Di lain pihak, SMKN 2 Madiun menerapkan dua sistem pengumuman yang berbeda. Selain melalui website, mereka juga memberikan pengumuman kelulusan di lokasi tertentu yang telah ditunjuk.

Kepala SMKN 2 Madiun Taridjo menjelaskan, beberapa siswanya ada yang sudah diterima bekerja. Sebagian di antaranya ada di luar kota. Untuk itu, mereka bisa melihat hasil pengumumannya melalui website. ‘’Tidak perlu datang ke sekolah,’’ tuturnya.

Sedangkan, bagi siswa yang saat ini masih berada di Madiun, bisa melihat pengumuman di lokasi tertentu. Sebelumnya, para siswa sudah menentukan lokasi pilihannya sendiri. Kemudian, hari ini mereka akan mendatangi tempat tersebut untuk melihat hasil belajarnya. ‘’Biasanya di rumah wali kelas,’’ imbuhnya.

Sehari sebelumnya, Dinas Pendidikan Jatim mengumpulkan seluruh kepala sekolah SMA/sederajat di Surabaya. Mereka melihat langsung hasil perolehan nilai siswa dalam UNBK. Di Kota Madiun, jumlah rata-rata nilai UNBK SMA jurusan IPA baik dari sekolah negeri maupun swasta adalah 63,45. Sedangkan, jurusan IPS adalah 57,30.

Pada UNBK tahun ini, SMK Bina Farma Madiun dan SMK Kesehatan Aditapa Madiun berhasil memperoleh predikat 10 besar nilai UNBK tertinggi se-Jatim. Dengan jumlah murid 145 orang, SMK Bina Farma berhasil meraih nilai UN total 252,23. Sedangkan, SMK Kesehatan Aditapa dengan 61 siswa berhasil meraih nilai 250,92.
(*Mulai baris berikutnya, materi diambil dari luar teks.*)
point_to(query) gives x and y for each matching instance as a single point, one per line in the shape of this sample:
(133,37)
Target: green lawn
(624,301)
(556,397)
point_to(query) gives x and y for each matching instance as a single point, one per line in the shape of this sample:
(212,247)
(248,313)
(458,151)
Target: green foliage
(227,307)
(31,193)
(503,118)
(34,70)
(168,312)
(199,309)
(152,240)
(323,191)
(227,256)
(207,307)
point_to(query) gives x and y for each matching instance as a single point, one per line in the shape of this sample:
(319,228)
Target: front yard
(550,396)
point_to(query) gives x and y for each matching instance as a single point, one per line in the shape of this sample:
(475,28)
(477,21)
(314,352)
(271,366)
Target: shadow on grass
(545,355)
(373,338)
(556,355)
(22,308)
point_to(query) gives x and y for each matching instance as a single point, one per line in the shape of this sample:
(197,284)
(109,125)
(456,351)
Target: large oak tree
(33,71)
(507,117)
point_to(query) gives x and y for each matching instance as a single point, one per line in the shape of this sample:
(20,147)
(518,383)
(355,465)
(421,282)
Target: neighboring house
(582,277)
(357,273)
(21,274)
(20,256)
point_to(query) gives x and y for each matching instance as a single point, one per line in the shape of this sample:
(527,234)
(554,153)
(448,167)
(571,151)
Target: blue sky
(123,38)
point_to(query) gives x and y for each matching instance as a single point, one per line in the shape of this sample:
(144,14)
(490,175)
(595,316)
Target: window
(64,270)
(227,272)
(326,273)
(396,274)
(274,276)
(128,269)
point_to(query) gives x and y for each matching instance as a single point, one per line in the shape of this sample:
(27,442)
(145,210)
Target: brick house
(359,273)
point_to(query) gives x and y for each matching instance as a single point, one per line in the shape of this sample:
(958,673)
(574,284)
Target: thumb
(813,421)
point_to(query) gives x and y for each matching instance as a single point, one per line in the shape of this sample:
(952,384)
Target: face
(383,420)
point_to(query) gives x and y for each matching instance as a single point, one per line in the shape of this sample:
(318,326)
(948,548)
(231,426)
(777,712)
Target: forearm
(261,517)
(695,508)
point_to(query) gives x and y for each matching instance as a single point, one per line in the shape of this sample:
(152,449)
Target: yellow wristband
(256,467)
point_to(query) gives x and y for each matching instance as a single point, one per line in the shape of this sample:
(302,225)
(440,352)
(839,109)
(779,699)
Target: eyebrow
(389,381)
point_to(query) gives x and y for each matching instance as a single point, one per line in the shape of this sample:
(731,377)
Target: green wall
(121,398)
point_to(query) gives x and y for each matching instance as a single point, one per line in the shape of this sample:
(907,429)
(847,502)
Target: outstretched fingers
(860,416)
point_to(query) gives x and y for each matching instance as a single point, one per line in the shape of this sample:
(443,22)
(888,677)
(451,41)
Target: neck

Sementara itu, sebagian siswa merayakan kelulusan hari ini dengan aksi coret-coret seragam dan konvoi. Diketahui, siswa yang melakukan aksi itu merupakan gabungan dari Kota dan Kabupaten Madiun. Meski demikian, pihak kepolisian terus mengawal kegiatan tersebut dan mengarahkannya agar tidak sampai mengganggu ketertiban umum. (WS. Hendro,irs/madiuntoday)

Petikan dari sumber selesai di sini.